Il Drammateatro porta la piéce in Sardegna

POPOLI. Trasferta sarda per il Drammateatro di Claudio Di Scanno, che il 18 febbraio presenterà al Teatro sociale di Sinnai (Cagliari) uno degli spettacoli storici della compagnia popolese e tra i più longevi della sua attività ultratrentennale.

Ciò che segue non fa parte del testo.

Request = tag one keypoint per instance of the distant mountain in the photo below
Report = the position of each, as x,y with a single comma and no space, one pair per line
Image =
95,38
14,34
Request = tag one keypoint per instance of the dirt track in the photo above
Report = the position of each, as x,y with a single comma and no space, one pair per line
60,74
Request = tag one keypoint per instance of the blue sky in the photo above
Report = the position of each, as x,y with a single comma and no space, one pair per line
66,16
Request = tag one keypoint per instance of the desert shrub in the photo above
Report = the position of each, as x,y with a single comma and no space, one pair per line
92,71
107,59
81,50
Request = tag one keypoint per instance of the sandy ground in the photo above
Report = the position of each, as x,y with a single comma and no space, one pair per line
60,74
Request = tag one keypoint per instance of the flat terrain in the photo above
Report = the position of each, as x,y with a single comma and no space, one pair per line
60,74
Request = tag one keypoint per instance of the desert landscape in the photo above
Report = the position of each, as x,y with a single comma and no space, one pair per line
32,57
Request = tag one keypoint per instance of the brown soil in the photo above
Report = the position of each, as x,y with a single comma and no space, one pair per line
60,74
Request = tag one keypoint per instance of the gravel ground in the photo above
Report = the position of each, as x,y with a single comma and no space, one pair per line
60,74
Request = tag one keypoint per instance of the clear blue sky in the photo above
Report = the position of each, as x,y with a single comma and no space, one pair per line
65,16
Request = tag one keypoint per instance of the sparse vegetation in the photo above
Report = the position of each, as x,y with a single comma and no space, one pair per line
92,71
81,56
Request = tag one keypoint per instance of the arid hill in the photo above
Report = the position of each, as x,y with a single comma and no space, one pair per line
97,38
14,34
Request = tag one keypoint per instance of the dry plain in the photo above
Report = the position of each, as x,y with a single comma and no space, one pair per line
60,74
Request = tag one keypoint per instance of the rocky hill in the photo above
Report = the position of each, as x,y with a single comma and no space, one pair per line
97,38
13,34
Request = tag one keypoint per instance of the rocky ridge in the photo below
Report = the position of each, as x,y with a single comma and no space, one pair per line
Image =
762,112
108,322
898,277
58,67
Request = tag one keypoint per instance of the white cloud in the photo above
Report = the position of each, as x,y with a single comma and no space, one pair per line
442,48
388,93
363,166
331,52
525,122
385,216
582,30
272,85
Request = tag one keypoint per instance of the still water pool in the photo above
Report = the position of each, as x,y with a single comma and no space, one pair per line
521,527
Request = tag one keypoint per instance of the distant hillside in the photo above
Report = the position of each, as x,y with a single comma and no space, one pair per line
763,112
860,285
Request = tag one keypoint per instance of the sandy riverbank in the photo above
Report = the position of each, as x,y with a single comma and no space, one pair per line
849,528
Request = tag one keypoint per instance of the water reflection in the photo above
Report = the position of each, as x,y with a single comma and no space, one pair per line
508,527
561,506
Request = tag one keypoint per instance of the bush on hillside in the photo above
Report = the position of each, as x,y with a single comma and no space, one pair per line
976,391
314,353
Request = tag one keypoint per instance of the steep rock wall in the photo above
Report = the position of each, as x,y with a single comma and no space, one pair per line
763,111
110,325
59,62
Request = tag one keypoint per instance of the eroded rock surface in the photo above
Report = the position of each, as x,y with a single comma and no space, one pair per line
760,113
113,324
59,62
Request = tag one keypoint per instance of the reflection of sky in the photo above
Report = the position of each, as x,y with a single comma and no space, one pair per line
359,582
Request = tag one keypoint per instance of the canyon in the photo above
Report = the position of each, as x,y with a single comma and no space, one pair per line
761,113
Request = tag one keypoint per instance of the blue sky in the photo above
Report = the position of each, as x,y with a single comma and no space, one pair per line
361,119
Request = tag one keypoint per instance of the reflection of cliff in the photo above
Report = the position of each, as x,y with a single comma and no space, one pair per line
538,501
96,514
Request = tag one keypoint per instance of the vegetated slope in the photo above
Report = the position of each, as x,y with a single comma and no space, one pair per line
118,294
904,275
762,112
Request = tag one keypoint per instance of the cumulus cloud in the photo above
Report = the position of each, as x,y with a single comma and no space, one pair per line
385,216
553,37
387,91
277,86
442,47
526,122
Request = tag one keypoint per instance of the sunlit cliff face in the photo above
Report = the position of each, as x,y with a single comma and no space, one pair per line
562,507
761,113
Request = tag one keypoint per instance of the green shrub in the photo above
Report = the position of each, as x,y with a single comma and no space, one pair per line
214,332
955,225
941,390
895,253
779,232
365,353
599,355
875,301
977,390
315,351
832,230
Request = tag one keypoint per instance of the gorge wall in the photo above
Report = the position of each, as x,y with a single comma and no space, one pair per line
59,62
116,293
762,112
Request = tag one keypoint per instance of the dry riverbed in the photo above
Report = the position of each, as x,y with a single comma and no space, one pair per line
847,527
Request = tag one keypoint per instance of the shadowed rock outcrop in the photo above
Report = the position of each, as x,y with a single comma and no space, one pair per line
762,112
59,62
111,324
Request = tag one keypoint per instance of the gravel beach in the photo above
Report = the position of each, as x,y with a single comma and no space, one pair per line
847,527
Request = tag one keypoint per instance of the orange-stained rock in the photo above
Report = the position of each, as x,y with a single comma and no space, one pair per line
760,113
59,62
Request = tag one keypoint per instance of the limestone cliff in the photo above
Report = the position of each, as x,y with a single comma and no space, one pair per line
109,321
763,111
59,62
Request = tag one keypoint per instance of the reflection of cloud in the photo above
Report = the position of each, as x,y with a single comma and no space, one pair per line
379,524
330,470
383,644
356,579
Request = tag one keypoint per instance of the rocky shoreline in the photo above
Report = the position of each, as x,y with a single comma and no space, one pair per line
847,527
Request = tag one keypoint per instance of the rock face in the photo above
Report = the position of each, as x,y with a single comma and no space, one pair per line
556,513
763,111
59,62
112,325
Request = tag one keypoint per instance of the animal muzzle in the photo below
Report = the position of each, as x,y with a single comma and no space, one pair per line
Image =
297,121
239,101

Si tratta di “Musineri”, monologo con in scena Susanna Costaglione e il musicista Marco Di Blasio, drammaturgia e la regia di Di Scanno, dedicato alla tragedia mineraria di Marcinelle del 1956, dove persero la vita 262 minatori di vari paesi europei, la metà dei quali provenienti da 13 regioni italiane, tanti abruzzesi soprattutto di Manoppello, Lettomanoppellop e Turrivalignani e anche emigranti sardi. «Premio nazionale Franco Enriquez per un Teatro d'impegno civile, primo premio quale miglior spettacolo al Festival del monodramma di Umag (Croazia), Musineri», spiega Di Scanno, «Musineri è fra quegli spettacoli del Drammateatro che esplorano la necessità di una memoria capace di determinare dei significativi riverberi con la contemporaneità. I musineri – come venivano soprannominati i minatori, emigranti italiani e di altri Paesi, costretti ad accettare il triste destino dello sradicamento e qualsiasi condizione di lavoro pur di assicurare la sopravvivenza a se stessi e alle proprie famiglie – protagonisti di un esodo forzato che tanto si rispecchia con i nuovi e altrettanto drammatici esodi cui assistiamo oggi». Oltre a proporre la piéce, Di Scanno darà vita a un seminario di una settimana rivolto agli attori e dedicato alla drammaturgia di Samuel Beckett. «Una esperienza di creazione scenica», spiega il regista, «che partendo da frammenti letterari delle opere del drammaturgo irlandese approfondirà le componenti legate al lavoro dell'attore nello specifico di una immersione nell'universo poetico beckettiano». (w.te.)